Il futuro che ci aspetta sarà impietoso non tanto nei “pericoli” general-generici che ci aspettano (nuovi virus o nuove epidemie) in quanto tali, ma nella nostra capacità di reagire (o meglio, pre-agire) come comunità a fenomeni che:
Che ruolo ha avuto la tecnologia e quali competenze digitali occorrono oggi?
Per dirla semplicemente, la tecnologia “c’è dentro fino al collo”. Basti pensare alle discussioni (giustissime) che si sono generate intorno allo sviluppo di Immuni sul tema privacy e che poi si sono distillate nella struttura del Green Pass per come lo conosciamo oggi (ricordiamo che è uno strumento pensato per fornire informazioni sullo stato di salute -e vaccinale- della persona senza fornire certificazioni specifiche, in un’ottica di zero-knowledge information).
Altri esempi: le competenze tecnologiche ci hanno permesso una vera rivoluzione di processo e di prodotto nella ricerca farmaceutica e nello sviluppo di nuove categorie di vaccini, così come avrebbero potuto darci una pre-allerta sulla sintomatologia da Covid-19 sulla comunità (per fare un esempio: l’implementazione di una struttura solida di classificazione delle diagnosi a livello territoriale avrebbe potuto, magari, informarci di un aumento statisticamente significativo dei casi di polmonite a dicembre 2019).

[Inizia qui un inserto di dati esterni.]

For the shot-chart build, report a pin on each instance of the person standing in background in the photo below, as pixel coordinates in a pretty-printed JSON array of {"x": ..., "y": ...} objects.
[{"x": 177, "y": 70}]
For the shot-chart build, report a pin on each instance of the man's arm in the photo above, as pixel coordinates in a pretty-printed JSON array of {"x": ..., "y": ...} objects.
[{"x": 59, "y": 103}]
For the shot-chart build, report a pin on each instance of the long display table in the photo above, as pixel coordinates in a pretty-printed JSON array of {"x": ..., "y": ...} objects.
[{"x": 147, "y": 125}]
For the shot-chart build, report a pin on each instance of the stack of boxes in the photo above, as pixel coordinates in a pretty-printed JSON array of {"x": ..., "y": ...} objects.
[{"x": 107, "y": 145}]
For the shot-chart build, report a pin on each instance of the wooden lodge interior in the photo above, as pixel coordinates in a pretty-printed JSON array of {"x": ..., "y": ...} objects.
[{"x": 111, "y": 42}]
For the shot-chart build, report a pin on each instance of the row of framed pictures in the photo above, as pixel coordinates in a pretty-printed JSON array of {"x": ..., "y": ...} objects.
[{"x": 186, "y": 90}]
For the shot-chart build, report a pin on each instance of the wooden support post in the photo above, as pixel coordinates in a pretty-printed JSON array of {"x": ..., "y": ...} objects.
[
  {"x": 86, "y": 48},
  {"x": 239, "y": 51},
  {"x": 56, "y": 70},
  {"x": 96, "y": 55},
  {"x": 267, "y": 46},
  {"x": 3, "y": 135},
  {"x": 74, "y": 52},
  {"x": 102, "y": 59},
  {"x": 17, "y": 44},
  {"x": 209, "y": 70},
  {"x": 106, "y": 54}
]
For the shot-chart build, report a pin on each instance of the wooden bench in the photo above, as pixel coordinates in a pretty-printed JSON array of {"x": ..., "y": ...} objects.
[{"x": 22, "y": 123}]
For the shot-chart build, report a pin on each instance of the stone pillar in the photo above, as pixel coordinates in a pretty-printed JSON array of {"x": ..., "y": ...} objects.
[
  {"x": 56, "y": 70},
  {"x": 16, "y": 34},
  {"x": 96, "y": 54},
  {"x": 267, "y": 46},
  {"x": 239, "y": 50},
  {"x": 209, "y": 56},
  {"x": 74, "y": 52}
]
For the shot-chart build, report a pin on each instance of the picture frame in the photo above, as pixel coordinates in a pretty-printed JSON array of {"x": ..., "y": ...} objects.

Oggi le competenze digitali più urgenti mi sembrano essere quelle relative all’ingestione e all’utilizzo (oserei aggiungere: alla comunicazione) di quanti più dati strutturati possibile. È il tema dei Big Data e dell’analisi dei dati in generale (quindi parliamo anche di competenze in statistica e in architettura dei dati), ma è anche il tema del Machine Learning sulla predittività di questi e dell’AI come supporto decisionale al personale clinico. Su quest’ultimo tema potremmo poi aprire una parentesi in merito all’inevitabilità di questa necessità digitale dato il calo drammatico di professionisti umani nel settore medico (parlo del crollo futuro di medici e infermieri disponibili sul territorio) ma andrebbe gestito come capitolo a parte.

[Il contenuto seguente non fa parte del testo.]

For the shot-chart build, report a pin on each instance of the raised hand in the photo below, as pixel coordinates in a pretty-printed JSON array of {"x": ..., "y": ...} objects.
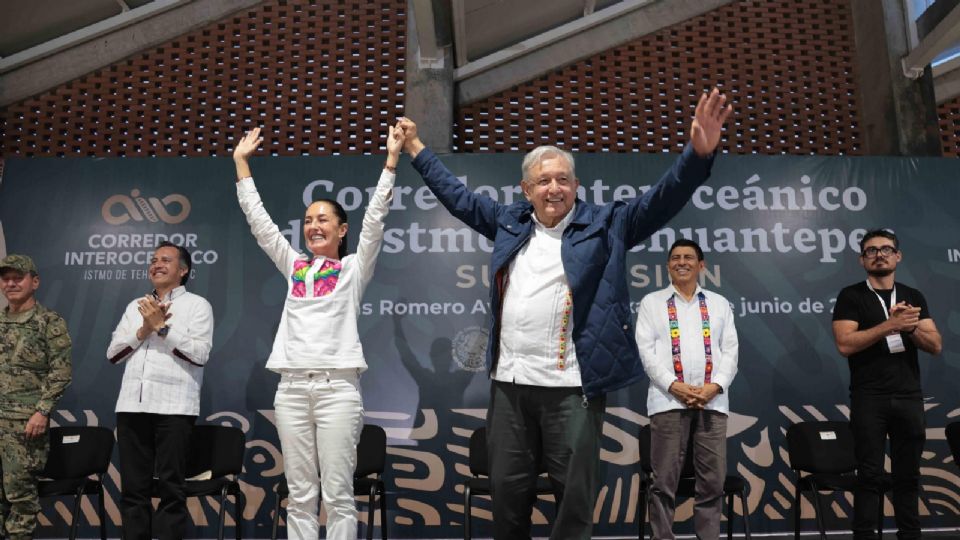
[
  {"x": 245, "y": 148},
  {"x": 248, "y": 144},
  {"x": 708, "y": 122},
  {"x": 395, "y": 139},
  {"x": 411, "y": 144}
]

Dal suo punto di vista, quale è il maggiore trend destinato a crescere nel comparto del digital health?
Se prendiamo come dato di fatto il crollo del numero di professionisti del mondo della salute disponibili sul mercato (e lo è), non ho dubbi sul fatto che a crescere saranno quei processi che si affideranno al digitale nella gestione di tutto ciò che non è ambiguo. Traduco: dell’utilizzo dell’intelligenza artificiale come strumento sempre più presente nei processi di diagnosi, dell’uso della telemedicina, di percorsi paziente strutturati e affidati meno a esseri umani e più ad algoritmi corretti.

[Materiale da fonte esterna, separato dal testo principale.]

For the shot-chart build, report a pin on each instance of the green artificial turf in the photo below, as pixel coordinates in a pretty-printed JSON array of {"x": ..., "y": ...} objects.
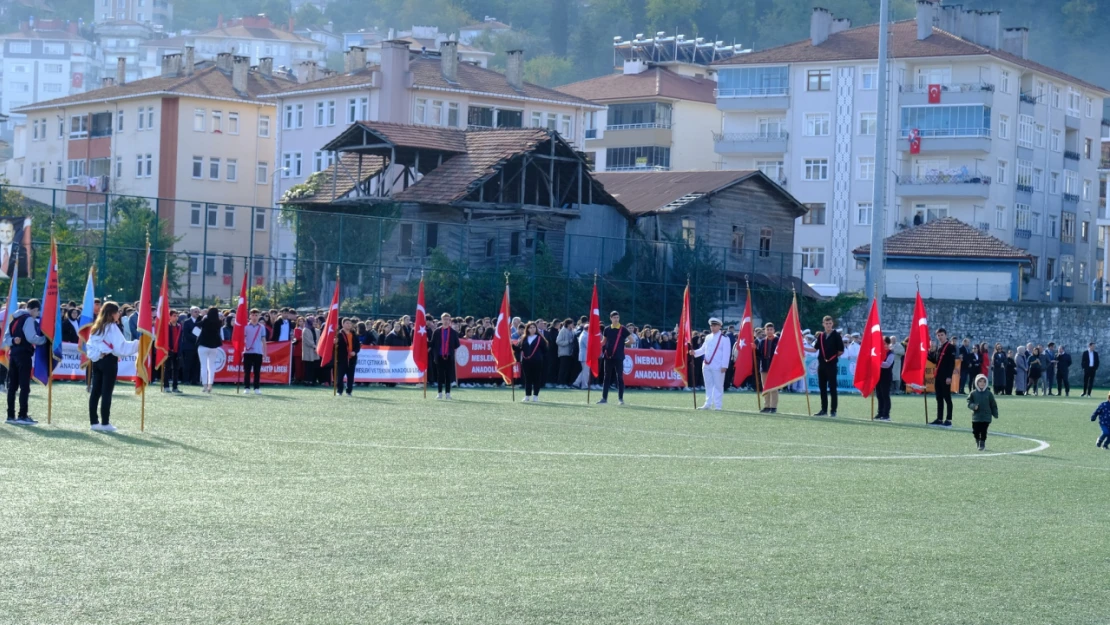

Mi piacerebbe, ma questa è più una utopia personale, aggiungere alla lista dei prossimi trend rilevanti quello dell’interoperabilità dei dati, che vedo come un diritto del cittadino-paziente ad avere in un’unica interfaccia tutte le informazioni di cui ha bisogno per prendersi cura della propria salute. Oggi il ventaglio di informazioni di cui la singola persona può disporre esiste su supporti che non comunicano fra di loro e che, di conseguenza, non possono interagire per fare l’interesse del paziente nel suo percorso di salute (per citare due ambiti elementari che gioverebbero di questa impostazione mentale: il mondo della prevenzione e della diagnosi precoce e quello della compliance terapeutica dei pazienti). Tuttavia, sono conscio del fatto che su questo tema la discussione pubblica è ancora a un livello estremamente acerbo.